Depuis quelques mois, alors que la frénésie olympique se rapproche, une petite musique se fait entendre, de plus en plus lancinante jusqu’à irriguer éditos et débats des chaînes d’infos : « les syndicats menacent de gâcher la fête avec des préavis de grève ! »
C’est l’occasion pour les médias du Capital d’égrener la liste des prétendus privilégiés qui font monter la pression en cette période particulière : les cheminots, le secteur aérien, les conducteurs de la RATP, fonctionnaires ect… Tout en nous rejouant la fable de l’unité nationale et populaire, de la parenthèse enchantée des Jeux qui nous ferait tout oublier car « on en aurait besoin », si elle se passe sans accroc bien entendu.

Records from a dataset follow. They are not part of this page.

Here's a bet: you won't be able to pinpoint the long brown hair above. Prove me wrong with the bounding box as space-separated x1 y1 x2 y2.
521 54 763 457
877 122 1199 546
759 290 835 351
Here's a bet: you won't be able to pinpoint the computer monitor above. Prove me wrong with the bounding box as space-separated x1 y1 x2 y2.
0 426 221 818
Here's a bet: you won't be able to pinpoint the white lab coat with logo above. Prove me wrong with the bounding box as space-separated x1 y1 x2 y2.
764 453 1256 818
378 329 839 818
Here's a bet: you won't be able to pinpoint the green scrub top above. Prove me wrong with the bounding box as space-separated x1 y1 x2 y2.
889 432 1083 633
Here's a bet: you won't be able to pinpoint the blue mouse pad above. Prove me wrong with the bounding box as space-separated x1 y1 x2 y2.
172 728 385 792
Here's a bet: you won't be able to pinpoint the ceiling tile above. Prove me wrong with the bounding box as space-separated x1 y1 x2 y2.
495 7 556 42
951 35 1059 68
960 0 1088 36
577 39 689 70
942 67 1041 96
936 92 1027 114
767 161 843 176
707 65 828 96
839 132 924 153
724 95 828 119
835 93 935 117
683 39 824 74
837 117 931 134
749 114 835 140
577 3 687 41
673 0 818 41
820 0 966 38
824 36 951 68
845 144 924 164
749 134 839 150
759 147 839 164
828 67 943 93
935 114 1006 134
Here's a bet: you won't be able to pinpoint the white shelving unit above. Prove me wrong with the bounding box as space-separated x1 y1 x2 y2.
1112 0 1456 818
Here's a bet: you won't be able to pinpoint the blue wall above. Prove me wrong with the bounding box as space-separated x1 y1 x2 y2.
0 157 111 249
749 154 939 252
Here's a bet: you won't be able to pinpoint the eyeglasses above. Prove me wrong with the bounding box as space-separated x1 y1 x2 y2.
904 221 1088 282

Passons outre qu’une fête où la place pour la cérémonie d’ouverture chiffre à 2700 euros minimum et que le ticket de métro coûtera 4 ou 5 euros est autant populaire que la Rolex de Séguéla. Ce qui nous intéresse ici est l’argument selon lequel les éventuels grévistes « profiteraient » du contexte des JO pour avancer leurs pions. Cet argument, il est répété ad nauseam par les cerbères médiatiques, alors même que le gouvernement a le trouillomètre à zéro. Il faudrait leur rappeler que, lorsqu’en 2023 les Macronistes ont tablé sur les problèmes de pouvoir d’achat et d’hyperinflation pour empêcher les salariés de trop se mettre en grève face à la réforme scélérate des retraites, ils n’ont pas été, eux, accusés de « profiter du contexte » de façon opportuniste.
Rappelons donc à tous que le capitalisme est une jungle sans fair-play où se mène une guerre asymétrique entre le Capital et le Travail dans laquelle chacun tente de profiter du terrain quand il lui est favorable. Pleurnicher quand les travailleuses et travailleurs le font avec les moyens dont ils disposent, sans moufter lorsque la réciproque est vraie pour le patronat et ses laquais, constitue une grosse ficelle éculée qui ne doit tromper personne.
Une des stratégies des libéraux et des capitalistes a toujours été de proposer des moments où on serait tous dans la même charrette, dans une séquence de collaboration de classes et si possible, en jouant sur la fibre patriotique ou nationaliste. Le sport et son business jouent le rôle d’ersatz des conflits militaires depuis plusieurs décennies. Dès lors que le gouvernement en place a cassé les droits du salariat sans discontinuer depuis 2017, il n’y a aucune trêve à déclarer. Dès lors que les Macronistes continuent à traquer les chômeurs avec une 3ᵉ réforme de l’Unedic, il n’y a aucune raison de mettre la démocratie sociale et syndicale entre parenthèse.
Dès lors que Stanislas Guerini ne trouve rien de mieux que de déclarer en avril qu’il est temps de faciliter les licenciements de fonctionnaires, quand on lui demande de revaloriser le point d’indice, il n’y a aucune raison de ranger le drapeau rouge de la contestation et de brandir à la place la flamme olympique ou le fanion bleu, blanc, rouge du supporter. À dire vrai, au vu des avancées immédiates obtenues par ceux qui ont menacé de faire grève dans la période, il faut faire en sorte que cette pratique se diffuse dans un ruissellement fécond et salutaire dans tout le monde du travail.
C’est le moment où jamais de lancer des grèves olympiques en lieu et place des trêves olympiques avec lesquelles Tony Estanguet, l’homme qui nous promettait les transports gratuits pendant les JO, nous serine tant.
À tous ceux qui nous traiteraient d’opportunistes, nous dirons que si la joie collective devant des victoires sportives et des médailles d’or est fugace, celle d’avoir un salaire digne et des conditions de travail optimales se savoure longtemps et concrètement.